Re-usage of build cache is one of the most important things in Docker images creating.
To efficiently dockerize an app you need to split source code copying and dependencies installation in a few steps:
- Copy dependencies files.
- Install dependencies.
- Copy source code.
For a node.js application these steps look like:
COPY package.json yarn.lock ./
RUN yarn install
COPY . .
However, this solution does not work with yarn workspaced application because the root package.json
and yarn.lock
are not enough to install whole project dependencies.
When I faced this task the first time I thought: what if I find all nested package.json
files and copy them to a src
directory:
COPY src/**/package.json src/
src/**/package.json
pattern matches all package.json
's that I need. But COPY
works as not I expected. And instead of the expected directories structure I've got a single file under the src
.
# The original project's tree
app
├── package.json
├── src
│ ├── backend
│ │ ├── backend.js
│ │ └── package.json
│ ├── notifier
│ │ ├── notifier.js
│ │ └── package.json
│ └── scraper
│ ├── package.json
│ └── scraper.js
└── yarn.lock
# The expected tree
app
├── package.json
├── src
│ ├── backend
│ │ └── package.json
│ ├── notifier
│ │ └── package.json
│ └── scraper
│ └── package.json
└── yarn.lock
# The result tree
app
├── package.json
├── src
│ └── package.json
└── yarn.lock
For a second I thought I could replace the single pattern line with a COPY
operation for every workspace. But I wanted to have a scalable solution, a solution without duplication.
Shell solution
I've googled some alternative solutions. Commonly they suggest wrapping docker build
with a script that creates a tmp
folder, build the expected package.json
's tree there and COPY
the folder in the image.
And the "shell solution" is much better than the previous "copy-paste" solution. But it did not make me feel pleased.

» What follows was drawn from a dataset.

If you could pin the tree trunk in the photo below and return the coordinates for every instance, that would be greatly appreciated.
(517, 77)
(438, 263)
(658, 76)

Multi-stage builds solution
At some point, I thought of multi-stage builds. I used it in another project to build a tiny production image. "What if I will prepare the tree on a first stage and copy it on a second stage?"
In addition to the root package.json
and yarn.lock
files I copied the src
directory and removed all not package.json
files:
COPY package.json yarn.lock ./
COPY src src
# Remove not "package.json" files
RUN find src \! -name "package.json" \
-mindepth 2 \
-maxdepth 2 \
-print \
| xargs rm -rf
On a second stage I copied the tree and installed dependencies:
COPY --from=0 /app .
RUN yarn install --frozen-lockfile --production=true
Under the hood yarn workspaces
use symlinks. So it's important to create them after copying src
directory:
COPY . .
# Restore workspaces symlinks
RUN yarn install --frozen-lockfile --production=true
The final solution Dockerfile
FROM node:14.15.0-alpine3.10
WORKDIR /app
COPY package.json yarn.lock ./
COPY src src
# Remove not "package.json" files
RUN find src \! -name "package.json" -mindepth 2 -maxdepth 2 -print | xargs rm -rf
FROM node:14.15.0-alpine3.10
ENV NODE_ENV production
WORKDIR /app
COPY --from=0 /app .
RUN yarn install --frozen-lockfile --production=true
COPY . .
# Restore workspaces symlinks
RUN yarn install --frozen-lockfile --production=true
CMD ["yarn", "start"]
Top comments (2)
Thank you for the fix. However, you may not need a second yarn install to restore links since node_modules should not be copied to Docker and ignored in .dockerignore. Also first stage image can be smaller, ubuntu for example (e.g. ubuntu ~63MB vs node:alpine ~120MB) because you do not really need NodeJS there.
Igor, sorry for late reply.
This is an interesting point about choosing stage images. I use node:alpine twice because anyway on second stage I'll need this. So docker downloads it on first stage and takes from cache for second stage. With different images for first and second stages docker will download two images and in total it will spend more time.